Si los cocineros tienen la capacidad de potencializar el sabor de diversos alimentos, el barro puede ser un fiel aliado en la faena por conseguirlo. Si el ser humano tiene como único destino seguro la muerte, el barro tiene como único destino la ruptura por un uso constante. Pero exactamente igual que con el humano, lo importante del barro no es la forma de su muerte sino los cómos de su existencia: sus triunfos, fracasos, intentos, promesas cumplidas y rotas, cocciones logradas y detalladas, sonrisas por haber levantado una tortilla de su superficie, o una mueca por haber roto una pieza que se consiguió con tanto ahínco. 

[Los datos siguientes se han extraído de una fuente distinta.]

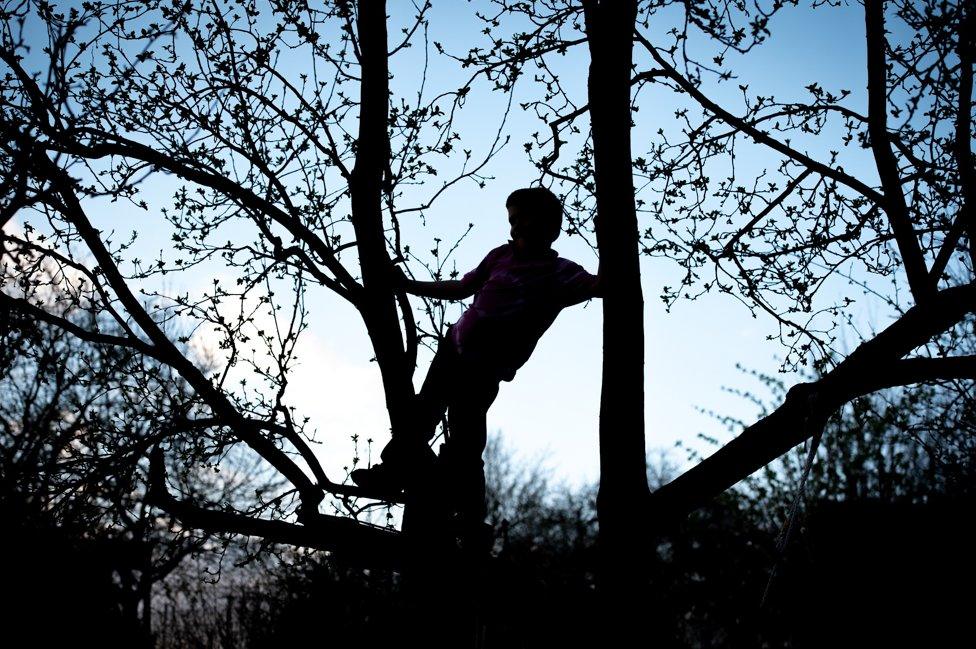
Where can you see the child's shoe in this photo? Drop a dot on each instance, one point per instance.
(379, 479)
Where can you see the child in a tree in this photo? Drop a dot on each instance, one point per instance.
(519, 288)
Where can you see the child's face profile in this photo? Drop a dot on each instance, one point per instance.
(525, 231)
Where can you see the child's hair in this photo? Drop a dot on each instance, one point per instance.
(543, 205)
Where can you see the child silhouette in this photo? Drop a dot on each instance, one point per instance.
(519, 288)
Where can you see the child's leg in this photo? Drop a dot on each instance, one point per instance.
(467, 416)
(408, 446)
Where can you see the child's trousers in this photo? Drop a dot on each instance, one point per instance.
(466, 389)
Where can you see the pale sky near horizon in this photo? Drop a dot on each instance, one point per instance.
(550, 411)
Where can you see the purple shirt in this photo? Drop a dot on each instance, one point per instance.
(517, 299)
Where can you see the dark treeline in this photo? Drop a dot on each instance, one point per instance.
(879, 542)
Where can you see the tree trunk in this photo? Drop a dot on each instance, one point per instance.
(439, 580)
(624, 543)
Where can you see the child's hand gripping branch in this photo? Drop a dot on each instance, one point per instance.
(519, 288)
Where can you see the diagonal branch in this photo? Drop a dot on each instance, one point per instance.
(874, 365)
(370, 545)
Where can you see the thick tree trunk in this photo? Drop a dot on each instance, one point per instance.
(624, 542)
(377, 304)
(438, 580)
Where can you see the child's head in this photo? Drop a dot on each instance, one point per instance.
(536, 215)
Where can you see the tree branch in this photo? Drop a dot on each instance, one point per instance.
(894, 198)
(874, 365)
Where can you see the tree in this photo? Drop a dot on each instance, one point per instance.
(283, 133)
(770, 243)
(76, 423)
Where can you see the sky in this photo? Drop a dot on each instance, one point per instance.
(549, 413)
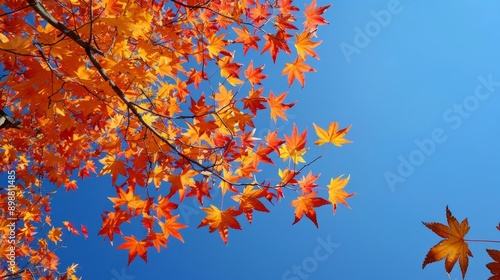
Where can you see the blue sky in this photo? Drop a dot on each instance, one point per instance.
(415, 81)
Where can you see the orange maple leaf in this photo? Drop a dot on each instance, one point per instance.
(171, 227)
(135, 248)
(254, 101)
(221, 220)
(248, 40)
(249, 200)
(494, 267)
(307, 184)
(254, 76)
(114, 166)
(305, 45)
(336, 192)
(126, 198)
(294, 147)
(296, 71)
(55, 234)
(314, 16)
(333, 135)
(306, 205)
(453, 247)
(277, 106)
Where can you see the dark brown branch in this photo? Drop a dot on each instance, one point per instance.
(40, 9)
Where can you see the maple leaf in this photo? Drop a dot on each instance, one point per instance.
(254, 101)
(171, 227)
(307, 184)
(494, 267)
(70, 185)
(306, 204)
(135, 248)
(157, 239)
(221, 220)
(333, 135)
(200, 190)
(275, 43)
(314, 16)
(69, 226)
(305, 45)
(254, 76)
(181, 182)
(126, 198)
(84, 231)
(114, 166)
(111, 223)
(336, 192)
(296, 71)
(277, 106)
(55, 234)
(249, 200)
(453, 247)
(294, 146)
(248, 40)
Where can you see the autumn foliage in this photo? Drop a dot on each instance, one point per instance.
(163, 97)
(455, 247)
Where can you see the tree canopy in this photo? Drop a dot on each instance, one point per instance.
(162, 96)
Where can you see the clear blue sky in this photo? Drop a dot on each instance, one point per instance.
(415, 79)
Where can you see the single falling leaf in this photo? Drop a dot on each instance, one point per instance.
(135, 248)
(333, 135)
(494, 267)
(305, 205)
(336, 192)
(453, 247)
(220, 220)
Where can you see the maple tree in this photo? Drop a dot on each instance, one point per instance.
(160, 95)
(454, 246)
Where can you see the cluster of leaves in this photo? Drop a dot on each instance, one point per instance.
(454, 247)
(160, 95)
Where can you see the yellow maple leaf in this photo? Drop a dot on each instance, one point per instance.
(333, 135)
(55, 234)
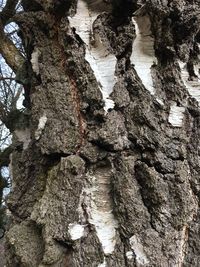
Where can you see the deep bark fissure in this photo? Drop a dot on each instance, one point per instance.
(118, 186)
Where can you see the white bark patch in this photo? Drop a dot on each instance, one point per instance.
(129, 255)
(35, 61)
(96, 198)
(143, 54)
(138, 250)
(76, 231)
(24, 136)
(101, 61)
(102, 264)
(176, 115)
(41, 125)
(193, 87)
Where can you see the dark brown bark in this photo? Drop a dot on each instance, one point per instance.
(134, 164)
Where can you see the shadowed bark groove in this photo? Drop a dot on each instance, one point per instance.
(108, 187)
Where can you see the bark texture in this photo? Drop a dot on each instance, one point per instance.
(118, 187)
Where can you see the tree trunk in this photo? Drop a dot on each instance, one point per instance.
(107, 170)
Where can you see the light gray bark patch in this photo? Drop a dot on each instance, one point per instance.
(27, 245)
(143, 56)
(98, 56)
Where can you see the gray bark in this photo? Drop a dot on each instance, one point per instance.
(116, 188)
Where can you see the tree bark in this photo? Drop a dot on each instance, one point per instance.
(107, 173)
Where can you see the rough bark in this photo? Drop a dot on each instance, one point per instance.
(118, 187)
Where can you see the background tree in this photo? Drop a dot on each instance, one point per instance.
(105, 157)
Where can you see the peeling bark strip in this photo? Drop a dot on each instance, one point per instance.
(176, 115)
(97, 55)
(191, 83)
(97, 203)
(130, 196)
(143, 56)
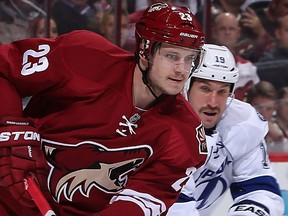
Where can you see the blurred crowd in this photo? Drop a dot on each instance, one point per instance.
(255, 31)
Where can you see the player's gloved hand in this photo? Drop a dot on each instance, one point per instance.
(21, 155)
(248, 208)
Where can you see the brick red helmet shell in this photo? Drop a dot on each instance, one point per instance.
(169, 24)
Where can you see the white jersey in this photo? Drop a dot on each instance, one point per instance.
(237, 159)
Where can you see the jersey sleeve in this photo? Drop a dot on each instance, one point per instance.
(28, 67)
(253, 178)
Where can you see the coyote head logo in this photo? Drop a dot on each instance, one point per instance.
(82, 166)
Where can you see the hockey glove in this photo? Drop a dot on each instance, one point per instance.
(21, 155)
(248, 208)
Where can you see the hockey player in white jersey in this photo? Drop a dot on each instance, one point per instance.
(237, 156)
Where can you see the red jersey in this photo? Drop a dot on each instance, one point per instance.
(104, 154)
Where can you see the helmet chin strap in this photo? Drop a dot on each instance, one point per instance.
(145, 78)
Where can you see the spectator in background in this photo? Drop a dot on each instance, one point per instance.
(108, 28)
(15, 18)
(259, 27)
(38, 28)
(263, 96)
(72, 15)
(281, 118)
(226, 31)
(217, 7)
(273, 65)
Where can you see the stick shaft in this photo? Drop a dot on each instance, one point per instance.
(39, 198)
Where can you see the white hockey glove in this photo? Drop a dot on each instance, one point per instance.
(248, 208)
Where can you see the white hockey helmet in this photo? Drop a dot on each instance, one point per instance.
(218, 64)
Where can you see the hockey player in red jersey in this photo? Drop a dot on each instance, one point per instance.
(117, 136)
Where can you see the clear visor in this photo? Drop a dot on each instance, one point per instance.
(175, 55)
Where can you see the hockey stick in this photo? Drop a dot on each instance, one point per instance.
(38, 197)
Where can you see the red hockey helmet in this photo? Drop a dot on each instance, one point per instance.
(161, 22)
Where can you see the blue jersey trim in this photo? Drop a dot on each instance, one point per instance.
(184, 198)
(266, 183)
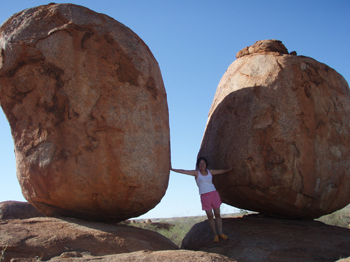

En palabras de Eric Mindling, ceramista estadounidense e investigador de la alfarería oaxaqueña, la muerte de un ser humano provoca luto, lamentos y tristezas. La ruptura de la primer pieza de barro conseguida de manos artesanas experimentadas provoca lo mismo. La diferencia viene cuando se sostiene entre las manos la segunda pieza que sustituye a la primera. El humano es irrepetible, el barro también. El barro tiene un propósito definido, la tarea del humano durante su vida es encontrar el suyo. Sí el barro vive, el humano también. Inseparables aliados de una búsqueda interminable. El hombre construye al barro, luego el barro ayuda a construirse al hombre. Principio y fin, en el universo no hay errores.